Here's my environment, I hope someone kindly help me out to reslove folowing issue.
Version: OneFS 188.8.131.52
Always every user's first access is delaying around 5 - 10 seconds.
I have investigated this issue and found that looks like our AD objects total is larger than the Isilon's max cache size.
- I have already set max cache size as 47.68M. It can be obtained by "isi zone zones view System".
Unfortunately, seems our AD objects size it too much to get it cached on the Isilon.
We have around 9,000 users and 96,000 of security groups.
- We got following error in "/var/log/lsassd.log". Is 47.68M the limitation of this box?
2015-07-16T23:32:51+09:00 <30.4> HOSTNAME1(id2) lsass: [lsass] The
current cache size (50147202) is larger than the cap (50000000) - evicting old objects
I would appreciate it if someone could provide me with hint or the answer.
- Can this limit be extended?
- Or is there any workaround that we can try to avoid this slowness? (I hope 9,000 users and 96,000 groups doesn't impact to the Isilon.)
- Is there any action that we can do to Active Directory?
Thanks in advance.
Do you know if you are using NTLM or kerberos?
From what I can gather from the above information it sounds like you are using NTLM for authentication based on the fact that it's the first time authenticating were we are seeing latency.

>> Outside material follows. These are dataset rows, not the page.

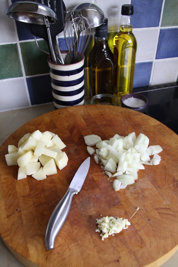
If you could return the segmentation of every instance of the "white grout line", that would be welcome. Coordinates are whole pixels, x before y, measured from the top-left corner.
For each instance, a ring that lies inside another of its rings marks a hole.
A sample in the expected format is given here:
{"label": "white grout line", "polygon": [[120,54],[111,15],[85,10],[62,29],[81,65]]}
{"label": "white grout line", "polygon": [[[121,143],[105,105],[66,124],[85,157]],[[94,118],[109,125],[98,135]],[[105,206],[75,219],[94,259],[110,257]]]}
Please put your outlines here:
{"label": "white grout line", "polygon": [[152,67],[151,70],[151,75],[150,76],[150,86],[152,85],[152,78],[153,76],[153,73],[154,72],[154,69],[155,69],[155,61],[156,60],[156,53],[157,53],[157,50],[158,49],[158,42],[159,41],[159,37],[160,35],[160,29],[161,28],[161,21],[162,21],[162,18],[163,18],[163,12],[164,11],[164,4],[165,3],[165,1],[166,0],[163,0],[163,3],[162,4],[162,8],[161,9],[161,14],[160,15],[160,22],[159,23],[159,26],[158,27],[158,36],[157,36],[157,40],[156,41],[156,45],[155,46],[155,54],[154,55],[154,56],[153,58],[152,61],[153,61],[153,64],[152,66]]}
{"label": "white grout line", "polygon": [[[25,68],[24,67],[24,65],[23,65],[23,59],[22,59],[22,53],[21,52],[21,49],[20,48],[20,42],[18,39],[18,34],[17,33],[17,27],[16,26],[16,24],[15,24],[15,20],[14,20],[14,28],[15,29],[15,35],[16,36],[16,39],[17,39],[17,46],[18,47],[18,53],[19,55],[19,58],[20,59],[20,63],[21,63],[21,66],[22,67],[22,73],[23,74],[23,78],[24,81],[24,83],[25,84],[25,89],[26,91],[26,93],[27,94],[27,98],[28,99],[28,104],[29,105],[29,106],[31,107],[31,102],[30,101],[30,96],[29,95],[29,93],[28,92],[28,87],[27,86],[27,81],[26,79],[26,74],[25,73]],[[21,77],[19,77],[19,78],[21,78]]]}

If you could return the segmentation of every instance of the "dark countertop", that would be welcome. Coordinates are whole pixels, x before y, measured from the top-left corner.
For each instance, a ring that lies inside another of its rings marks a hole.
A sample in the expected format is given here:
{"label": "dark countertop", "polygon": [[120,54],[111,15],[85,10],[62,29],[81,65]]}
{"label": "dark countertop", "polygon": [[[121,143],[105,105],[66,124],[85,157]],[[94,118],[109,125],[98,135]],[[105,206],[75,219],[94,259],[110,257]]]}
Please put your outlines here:
{"label": "dark countertop", "polygon": [[178,82],[134,88],[133,93],[148,98],[146,114],[178,134]]}

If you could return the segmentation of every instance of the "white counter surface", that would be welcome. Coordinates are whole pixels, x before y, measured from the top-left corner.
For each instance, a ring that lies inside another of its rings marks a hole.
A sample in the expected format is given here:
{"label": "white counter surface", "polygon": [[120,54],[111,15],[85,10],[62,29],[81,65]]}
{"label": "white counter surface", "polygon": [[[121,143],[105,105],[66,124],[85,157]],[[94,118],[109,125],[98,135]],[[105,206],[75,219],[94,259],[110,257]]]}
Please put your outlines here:
{"label": "white counter surface", "polygon": [[[15,131],[25,123],[54,109],[53,104],[50,103],[0,112],[0,145]],[[0,266],[2,267],[23,267],[24,266],[11,254],[1,238],[0,259]],[[178,251],[161,266],[177,267],[178,262]],[[153,265],[153,267],[156,266]]]}

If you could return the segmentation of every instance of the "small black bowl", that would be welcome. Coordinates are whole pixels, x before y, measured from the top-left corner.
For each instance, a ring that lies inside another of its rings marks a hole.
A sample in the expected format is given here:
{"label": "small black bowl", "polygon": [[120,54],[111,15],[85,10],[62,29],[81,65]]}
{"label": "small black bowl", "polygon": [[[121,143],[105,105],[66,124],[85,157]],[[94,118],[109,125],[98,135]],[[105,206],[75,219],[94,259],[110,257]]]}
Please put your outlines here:
{"label": "small black bowl", "polygon": [[[124,101],[125,100],[129,97],[131,97],[141,99],[144,101],[145,104],[143,106],[141,107],[134,107],[128,106],[124,103]],[[131,93],[130,94],[127,94],[122,96],[120,99],[120,102],[121,102],[121,106],[123,107],[127,108],[128,109],[132,109],[133,110],[136,110],[137,111],[141,112],[142,113],[144,113],[148,103],[148,99],[147,97],[141,94],[138,94],[136,93]]]}

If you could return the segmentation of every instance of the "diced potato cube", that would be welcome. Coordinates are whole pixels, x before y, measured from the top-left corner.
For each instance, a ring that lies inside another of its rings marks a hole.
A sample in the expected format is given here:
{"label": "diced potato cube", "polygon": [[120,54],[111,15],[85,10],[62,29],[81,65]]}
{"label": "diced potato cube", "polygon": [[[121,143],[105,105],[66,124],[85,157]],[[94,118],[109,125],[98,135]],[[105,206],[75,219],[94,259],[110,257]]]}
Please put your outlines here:
{"label": "diced potato cube", "polygon": [[33,156],[29,162],[37,162],[38,160],[38,156]]}
{"label": "diced potato cube", "polygon": [[17,151],[18,148],[15,146],[13,145],[9,145],[8,146],[8,152],[12,153],[13,152],[16,152]]}
{"label": "diced potato cube", "polygon": [[27,171],[26,166],[21,166],[18,169],[17,179],[21,180],[22,179],[26,178]]}
{"label": "diced potato cube", "polygon": [[65,152],[58,153],[56,157],[54,159],[55,164],[60,170],[67,166],[68,158]]}
{"label": "diced potato cube", "polygon": [[43,152],[45,146],[45,143],[44,142],[41,140],[38,140],[34,155],[35,156],[41,156]]}
{"label": "diced potato cube", "polygon": [[42,136],[40,139],[41,141],[44,142],[45,144],[47,145],[53,137],[53,135],[51,133],[48,131],[46,131],[43,133]]}
{"label": "diced potato cube", "polygon": [[52,138],[51,141],[60,149],[62,149],[66,146],[61,138],[57,134],[55,135]]}
{"label": "diced potato cube", "polygon": [[33,156],[33,153],[31,150],[20,156],[17,160],[17,163],[19,166],[27,165]]}
{"label": "diced potato cube", "polygon": [[26,166],[27,174],[31,175],[36,172],[40,167],[40,162],[28,162]]}
{"label": "diced potato cube", "polygon": [[51,175],[57,173],[56,166],[53,159],[52,158],[46,163],[43,170],[46,175]]}
{"label": "diced potato cube", "polygon": [[17,160],[18,155],[17,151],[12,152],[5,155],[5,158],[8,166],[18,165]]}
{"label": "diced potato cube", "polygon": [[54,146],[55,146],[55,144],[52,140],[50,140],[48,143],[46,145],[46,147],[48,148],[54,147]]}
{"label": "diced potato cube", "polygon": [[46,155],[46,156],[48,156],[49,157],[55,158],[56,157],[58,153],[57,152],[53,151],[49,149],[44,148],[43,154],[44,155]]}
{"label": "diced potato cube", "polygon": [[43,171],[43,167],[42,167],[39,168],[36,172],[33,174],[31,176],[36,180],[39,181],[46,178],[46,175]]}
{"label": "diced potato cube", "polygon": [[44,155],[43,154],[42,154],[41,156],[40,156],[38,157],[38,159],[43,166],[44,166],[46,163],[47,163],[52,158],[51,158],[51,157],[49,157],[49,156],[46,156],[46,155]]}
{"label": "diced potato cube", "polygon": [[18,148],[18,151],[17,152],[18,157],[19,158],[20,156],[21,156],[22,155],[23,155],[23,154],[26,153],[27,152],[28,152],[28,151],[26,150],[23,150],[21,147],[20,147]]}
{"label": "diced potato cube", "polygon": [[36,139],[30,136],[21,145],[21,147],[23,150],[31,150],[35,147],[37,144]]}
{"label": "diced potato cube", "polygon": [[54,161],[60,170],[62,170],[66,166],[68,162],[68,158],[65,152],[63,152],[57,146],[49,149],[50,150],[57,152],[57,155],[54,159]]}
{"label": "diced potato cube", "polygon": [[35,131],[31,135],[31,136],[34,137],[35,139],[36,139],[37,140],[39,140],[42,136],[43,134],[39,130]]}

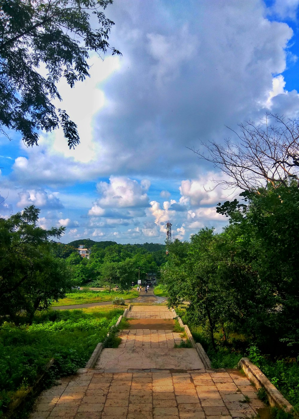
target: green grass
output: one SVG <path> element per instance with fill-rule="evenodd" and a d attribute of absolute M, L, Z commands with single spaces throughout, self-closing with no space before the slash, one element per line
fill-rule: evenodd
<path fill-rule="evenodd" d="M 89 303 L 103 303 L 105 301 L 111 301 L 115 297 L 127 300 L 129 298 L 136 298 L 138 297 L 137 291 L 130 291 L 126 292 L 119 291 L 89 291 L 85 290 L 75 290 L 72 292 L 66 294 L 65 298 L 58 300 L 58 302 L 52 303 L 53 307 L 61 305 L 72 305 L 75 304 L 85 304 Z"/>
<path fill-rule="evenodd" d="M 52 358 L 55 377 L 85 366 L 124 308 L 110 306 L 49 310 L 31 326 L 5 323 L 0 328 L 0 416 L 10 401 L 25 394 Z"/>
<path fill-rule="evenodd" d="M 185 331 L 185 328 L 180 326 L 178 321 L 175 320 L 175 325 L 173 329 L 173 331 L 176 332 L 177 333 L 181 333 L 182 332 Z"/>
<path fill-rule="evenodd" d="M 162 285 L 154 287 L 154 294 L 157 297 L 168 297 L 167 293 Z"/>

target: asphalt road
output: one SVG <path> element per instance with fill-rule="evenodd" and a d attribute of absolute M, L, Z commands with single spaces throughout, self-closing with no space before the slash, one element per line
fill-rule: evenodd
<path fill-rule="evenodd" d="M 142 287 L 142 290 L 139 292 L 140 296 L 137 298 L 130 298 L 129 300 L 125 300 L 126 304 L 130 303 L 151 303 L 161 304 L 165 303 L 166 298 L 164 297 L 157 297 L 154 295 L 153 288 L 150 288 L 147 294 L 144 292 L 144 288 Z M 88 307 L 96 307 L 98 305 L 109 305 L 111 304 L 111 301 L 104 301 L 103 303 L 90 303 L 85 304 L 74 304 L 72 305 L 57 305 L 56 307 L 51 307 L 52 310 L 69 310 L 73 308 L 87 308 Z"/>

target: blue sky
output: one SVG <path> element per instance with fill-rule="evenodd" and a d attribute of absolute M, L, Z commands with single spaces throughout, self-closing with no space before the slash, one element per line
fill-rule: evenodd
<path fill-rule="evenodd" d="M 106 14 L 122 57 L 93 56 L 90 78 L 58 86 L 80 144 L 69 150 L 59 131 L 33 148 L 0 137 L 0 215 L 34 204 L 41 226 L 66 228 L 65 243 L 163 243 L 168 220 L 181 240 L 221 231 L 215 206 L 240 191 L 214 189 L 225 175 L 188 147 L 267 111 L 298 117 L 299 6 L 115 0 Z"/>

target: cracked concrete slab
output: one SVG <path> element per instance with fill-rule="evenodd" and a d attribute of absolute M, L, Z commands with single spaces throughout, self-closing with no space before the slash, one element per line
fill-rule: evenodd
<path fill-rule="evenodd" d="M 204 368 L 192 348 L 120 348 L 103 349 L 96 368 L 197 370 Z"/>

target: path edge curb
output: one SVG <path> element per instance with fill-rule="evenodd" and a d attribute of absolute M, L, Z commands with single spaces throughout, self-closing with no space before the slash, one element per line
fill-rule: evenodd
<path fill-rule="evenodd" d="M 262 387 L 265 388 L 271 406 L 280 408 L 289 413 L 292 412 L 294 408 L 291 404 L 284 398 L 260 370 L 248 358 L 241 358 L 238 363 L 238 367 L 243 370 L 257 390 Z"/>
<path fill-rule="evenodd" d="M 115 323 L 115 326 L 113 326 L 114 327 L 117 327 L 117 326 L 119 324 L 121 319 L 123 317 L 125 317 L 126 316 L 126 313 L 128 313 L 128 311 L 130 309 L 130 307 L 131 307 L 131 304 L 129 304 L 128 308 L 126 308 L 126 310 L 124 312 L 124 313 L 123 313 L 123 314 L 122 314 L 122 315 L 120 316 L 119 317 L 119 319 Z M 108 336 L 108 335 L 109 335 L 109 334 L 108 334 L 107 336 Z M 82 374 L 82 373 L 83 371 L 85 370 L 89 370 L 91 369 L 92 369 L 92 368 L 93 368 L 95 366 L 95 365 L 96 362 L 98 361 L 98 357 L 101 354 L 101 353 L 103 350 L 103 344 L 101 342 L 99 342 L 97 346 L 95 347 L 95 350 L 91 354 L 91 356 L 86 362 L 86 364 L 84 368 L 79 368 L 78 371 L 77 371 L 77 373 Z"/>
<path fill-rule="evenodd" d="M 210 361 L 209 357 L 207 355 L 206 351 L 204 349 L 201 345 L 200 343 L 195 343 L 195 341 L 192 336 L 192 333 L 190 331 L 190 329 L 189 328 L 189 327 L 186 324 L 184 324 L 183 320 L 180 317 L 178 316 L 174 308 L 172 308 L 171 309 L 171 310 L 173 312 L 173 317 L 177 318 L 180 326 L 181 327 L 183 327 L 185 328 L 186 334 L 188 336 L 188 339 L 190 342 L 191 342 L 191 344 L 193 347 L 195 348 L 196 349 L 198 356 L 199 357 L 201 362 L 204 364 L 204 367 L 207 369 L 210 368 L 211 361 Z"/>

A few things to try to confirm:
If you are using a static IP to access shares Eg: \\IP_of_node\share
This is using NTLM for authentication
If smart connect zone is being used Eg: \\smartconnect_zone_name\share we can check if this is using a c-name (canonical name) or spn (service principle name) by running the following command on a windows client:
replace <smartconnect> with the smart connect zone name:
klist |findstr "<smartconnect>"
Hi Isilon Lover,
There is a way to increase cache size which, based on a few service requests I researched, is the preferred fix. However, it depends on how many access zones you have. Could you please let me know how many you have and I can put together some steps for you to take?
I have already had NTLM checkbox checked. I will check the response speed of when we type ipaddress/share.
Also, ususlly we use smartconnect or CNAME, then I have alreday checked all of them are regstered on SPN.
I confirmed I have that Kerberos ticket by using the command you have kindly told me.
However, the problem is the latency of when we access via SmartConnect or CNAME.....
Thanks for your advise.
This is going to need a little more in-depth analysis, we are going to need to capture the latency with in a pcap (packet capture) to catch the cause.
I would like to request you open a service request to have this further analyzed.
If you could post the SR (Service Request) number in the forum, I can make sure we can get a TSE (Technical Support Engineer) available to assist with this.
To create a service request, you have a couple options:
1. Log in to your online account on support.emc.com and go to this page: https://support.emc.com/servicecenter/createSR
2. Call in to EMC Isilon Support at 1-800-782-4362 (For a complete local country dial list, please see this document: http://www.emc.com/collateral/contact-us/h4165-csc-phonelist-ho.pdf)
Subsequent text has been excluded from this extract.